Record snowfall and unusually cold temperatures in February through early March have increased the likelihood of floods across northern New England and western New York.

"Rivers in these areas are expected to exceed moderate flood levels this spring if there is a quick warm up with heavy rainfall," Mary Mullusky, acting chief of NOAA's Hydrologic Services Division, told reporters.

There is also a 50 percent chance of exceeding moderate flood levels in small streams and rivers in the lower Missouri River basin in Missouri and eastern Kansas. This flood potential will be driven by rain and thunderstorms.

For a second year running, no region is at risk of exceeding major flood levels.

Much of the West beyond the Rockies will also see a warmer than average spring, with above average temperatures projected across the Far West, northern Rockies, and northern Plains eastward to include parts of the western Great Lakes, and for all of Alaska. Below normal temperatures are most likely this spring for Texas and nearby areas of New Mexico, Colorado, Kansas and Oklahoma.

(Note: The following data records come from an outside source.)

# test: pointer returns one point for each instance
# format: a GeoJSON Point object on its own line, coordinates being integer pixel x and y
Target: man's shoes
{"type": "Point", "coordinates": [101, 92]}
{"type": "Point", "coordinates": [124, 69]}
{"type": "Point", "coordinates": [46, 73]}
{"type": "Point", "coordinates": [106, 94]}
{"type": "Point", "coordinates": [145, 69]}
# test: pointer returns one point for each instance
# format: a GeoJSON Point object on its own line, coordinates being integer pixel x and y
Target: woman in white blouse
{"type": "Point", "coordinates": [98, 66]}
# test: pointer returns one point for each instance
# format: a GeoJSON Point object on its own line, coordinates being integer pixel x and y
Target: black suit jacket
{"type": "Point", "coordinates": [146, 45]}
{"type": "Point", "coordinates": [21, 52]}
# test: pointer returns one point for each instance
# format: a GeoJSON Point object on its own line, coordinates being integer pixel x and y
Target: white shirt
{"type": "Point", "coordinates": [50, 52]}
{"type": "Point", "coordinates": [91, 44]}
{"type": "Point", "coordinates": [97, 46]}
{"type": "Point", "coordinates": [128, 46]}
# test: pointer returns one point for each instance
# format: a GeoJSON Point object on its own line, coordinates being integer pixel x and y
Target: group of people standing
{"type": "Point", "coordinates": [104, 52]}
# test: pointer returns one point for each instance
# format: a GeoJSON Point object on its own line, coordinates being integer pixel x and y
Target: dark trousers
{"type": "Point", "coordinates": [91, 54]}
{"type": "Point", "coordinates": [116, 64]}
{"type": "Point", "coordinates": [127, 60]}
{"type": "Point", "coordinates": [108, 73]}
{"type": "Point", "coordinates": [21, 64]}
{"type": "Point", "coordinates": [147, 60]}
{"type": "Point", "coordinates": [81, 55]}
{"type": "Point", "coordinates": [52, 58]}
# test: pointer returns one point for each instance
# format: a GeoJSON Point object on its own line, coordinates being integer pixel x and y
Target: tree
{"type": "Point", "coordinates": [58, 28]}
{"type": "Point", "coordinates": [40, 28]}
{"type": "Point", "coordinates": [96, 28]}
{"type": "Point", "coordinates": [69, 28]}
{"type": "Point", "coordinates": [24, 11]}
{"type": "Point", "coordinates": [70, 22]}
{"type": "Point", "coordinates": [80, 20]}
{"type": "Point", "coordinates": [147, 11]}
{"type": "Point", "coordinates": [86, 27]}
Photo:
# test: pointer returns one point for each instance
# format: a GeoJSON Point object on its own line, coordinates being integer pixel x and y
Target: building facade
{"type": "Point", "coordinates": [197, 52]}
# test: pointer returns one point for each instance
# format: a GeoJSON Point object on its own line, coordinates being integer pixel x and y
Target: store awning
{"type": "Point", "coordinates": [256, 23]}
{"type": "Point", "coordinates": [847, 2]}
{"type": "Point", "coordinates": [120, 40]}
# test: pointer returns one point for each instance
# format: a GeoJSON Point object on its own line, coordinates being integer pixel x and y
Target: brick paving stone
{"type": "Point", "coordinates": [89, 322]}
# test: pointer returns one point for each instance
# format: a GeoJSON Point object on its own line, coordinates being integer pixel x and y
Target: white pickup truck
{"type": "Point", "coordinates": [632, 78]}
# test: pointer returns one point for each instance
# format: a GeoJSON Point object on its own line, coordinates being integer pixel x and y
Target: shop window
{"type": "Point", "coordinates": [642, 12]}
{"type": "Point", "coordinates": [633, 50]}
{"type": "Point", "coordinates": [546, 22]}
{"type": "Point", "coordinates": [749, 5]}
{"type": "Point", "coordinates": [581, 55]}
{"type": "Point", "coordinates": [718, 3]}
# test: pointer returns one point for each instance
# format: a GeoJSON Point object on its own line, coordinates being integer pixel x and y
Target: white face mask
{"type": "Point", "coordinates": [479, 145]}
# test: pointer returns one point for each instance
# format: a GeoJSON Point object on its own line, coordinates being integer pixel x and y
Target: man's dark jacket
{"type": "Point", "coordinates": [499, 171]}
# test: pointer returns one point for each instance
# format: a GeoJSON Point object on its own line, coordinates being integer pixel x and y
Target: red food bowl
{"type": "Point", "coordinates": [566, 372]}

The warmer temperatures echo trends seen from December through February, NOAA reported. The average temperature across global land and ocean surfaces was 1.42 degrees F above the 20th century average. This was the highest for that period since record keeping began in 1880. It surpassed the previous record set in 2007 by 0.05 degrees F.

And that comes on top of record temperatures in 2014, driven in part by rising greenhouse gas emissions.

The latest forecasts will be especially dispiriting for California, which has watched as lakes dried up and its economy lost as much $2.2 billion and shed 17,000 seasonal and part-time jobs. A NASA study found that California would need 11 trillion gallons of water to recover from its three-year dry spell. That's roughly equivalent to filling up Lake Meade, the U.S.'s largest reservoir, one and a half times.

"Everybody in California is under restrictions, pressure. It is not easy now and a fourth year of drought, a fifth year of drought will be more perilous as reservoirs continue to drop," NOAA hydrologist Robert Hartman said. "They are already at low levels and ... our snowpack is a record low, quite dismal. So our spring runoff is not going to be much to write home about."

Farmers have been hit especially hard, with new water restrictions forcing them to pull back on the amount of acres planted. There was an 11 percent reduction in planting acres in 2014 compared to 2013, according to Brad Rippey, meteorologist at the U.S. Department of Agriculture, with water-intensive crops like rice and cotton down a quarter.

Those trends will continue.

"I see nothing that would indicate much improvement, if any improvement, in the overall situation for field crops in 2015," Rippey said. "We are in the same boat as we were a year ago. There is going to be significant reduction in field crops."